Training scripts

Clint Adams schizo at debian.org
Tue Jan 27 17:20:52 CET 2004


> 	#!/bin/sh

>    I would love to replace for cycles with find command, but I do 
>    not know how to pull it off:
>    
>       a) to run three commands from the same find command and
>          using the same {} variable twice, and

find /dir -exec firstcmd {} \; -exec secondcmd {} \; -exec thirdcmd \;

>       b) does anybody know how to avoid using STR variable (i.e.,
>          to use basename directly in ${...%..} bash expression)? 
>          ${$(basename $msg)%*:2,S} doesn't work.

This isn't a valid POSIX construct.  You could do it in zsh, though you
wouldn't need to (you'd use ${${msg:r}%*:2,S} instead).

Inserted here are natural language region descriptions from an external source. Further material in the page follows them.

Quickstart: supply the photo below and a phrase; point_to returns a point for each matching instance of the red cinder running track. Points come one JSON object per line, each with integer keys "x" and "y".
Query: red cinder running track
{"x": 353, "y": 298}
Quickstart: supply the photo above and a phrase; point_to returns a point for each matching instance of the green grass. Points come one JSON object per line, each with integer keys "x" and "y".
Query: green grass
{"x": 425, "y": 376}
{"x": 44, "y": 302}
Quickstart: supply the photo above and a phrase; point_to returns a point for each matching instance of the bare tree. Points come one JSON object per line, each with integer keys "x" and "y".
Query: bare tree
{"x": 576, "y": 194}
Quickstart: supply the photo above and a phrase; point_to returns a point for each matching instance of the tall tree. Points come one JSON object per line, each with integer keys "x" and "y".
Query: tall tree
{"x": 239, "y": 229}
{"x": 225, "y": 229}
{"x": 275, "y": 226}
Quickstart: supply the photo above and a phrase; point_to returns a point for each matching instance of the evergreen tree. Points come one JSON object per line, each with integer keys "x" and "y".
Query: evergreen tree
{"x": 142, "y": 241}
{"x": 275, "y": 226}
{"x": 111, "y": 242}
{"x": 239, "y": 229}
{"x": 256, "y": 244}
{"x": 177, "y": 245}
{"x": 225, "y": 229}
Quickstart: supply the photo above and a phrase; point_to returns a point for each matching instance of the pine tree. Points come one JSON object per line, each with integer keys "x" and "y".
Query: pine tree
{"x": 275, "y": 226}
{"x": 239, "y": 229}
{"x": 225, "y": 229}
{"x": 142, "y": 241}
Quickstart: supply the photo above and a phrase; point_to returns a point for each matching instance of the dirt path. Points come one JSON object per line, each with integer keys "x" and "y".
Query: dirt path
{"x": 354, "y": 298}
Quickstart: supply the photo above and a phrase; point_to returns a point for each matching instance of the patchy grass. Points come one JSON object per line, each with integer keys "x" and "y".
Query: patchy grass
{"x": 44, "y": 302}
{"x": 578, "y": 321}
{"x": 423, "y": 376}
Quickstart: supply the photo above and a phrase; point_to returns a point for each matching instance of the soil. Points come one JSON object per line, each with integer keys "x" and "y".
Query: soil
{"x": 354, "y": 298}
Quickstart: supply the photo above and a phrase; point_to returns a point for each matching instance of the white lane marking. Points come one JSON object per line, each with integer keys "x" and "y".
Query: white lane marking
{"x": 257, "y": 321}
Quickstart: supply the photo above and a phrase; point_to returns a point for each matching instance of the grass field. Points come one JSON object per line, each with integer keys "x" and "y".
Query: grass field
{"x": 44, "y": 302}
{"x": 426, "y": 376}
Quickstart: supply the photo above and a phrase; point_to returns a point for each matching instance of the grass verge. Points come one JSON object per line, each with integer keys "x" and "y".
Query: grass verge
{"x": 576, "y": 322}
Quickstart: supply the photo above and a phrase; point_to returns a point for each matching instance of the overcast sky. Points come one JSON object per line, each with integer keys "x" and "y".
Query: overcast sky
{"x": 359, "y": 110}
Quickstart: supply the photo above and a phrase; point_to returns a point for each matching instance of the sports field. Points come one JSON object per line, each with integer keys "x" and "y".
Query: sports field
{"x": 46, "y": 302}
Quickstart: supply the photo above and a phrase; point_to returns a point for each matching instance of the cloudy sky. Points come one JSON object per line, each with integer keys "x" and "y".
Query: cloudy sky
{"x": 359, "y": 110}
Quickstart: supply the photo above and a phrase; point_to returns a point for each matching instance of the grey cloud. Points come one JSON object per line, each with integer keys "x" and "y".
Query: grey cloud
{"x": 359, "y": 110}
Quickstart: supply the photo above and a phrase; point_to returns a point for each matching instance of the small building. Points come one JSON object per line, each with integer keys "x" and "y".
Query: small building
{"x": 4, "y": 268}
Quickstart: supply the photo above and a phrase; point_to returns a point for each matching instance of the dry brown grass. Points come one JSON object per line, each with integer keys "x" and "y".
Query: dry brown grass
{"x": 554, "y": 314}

Also, if you're going to use bashisms, you should change the top line to
be #!/bin/bash, or else someone may run into trouble if you share your
script with them.

>    #!/bin/sh
>    find $HOME/.mail/_junk -type f -name 10\* \
>        -exec formail -I "X-Bogosity:" -I "X-KMail" -ds \
>          < '{}' >> $HOME/spam \;
> 
>    I get error ``./bogocorpus: line 5: {}: neither file nor \
>    directory'' (translation to English from localized error 
>    messfge). Any thoughts on this? 

What you are doing here is trying to redirect the contents of the file
'{}' to find, and send the output of find to $HOME/spam.  Unless your
copy of find is capable of redirecting file descriptors or automatically
passes -exec clauses to a command interpreter, you'd have to do something
like fork a shell for every single formail exec.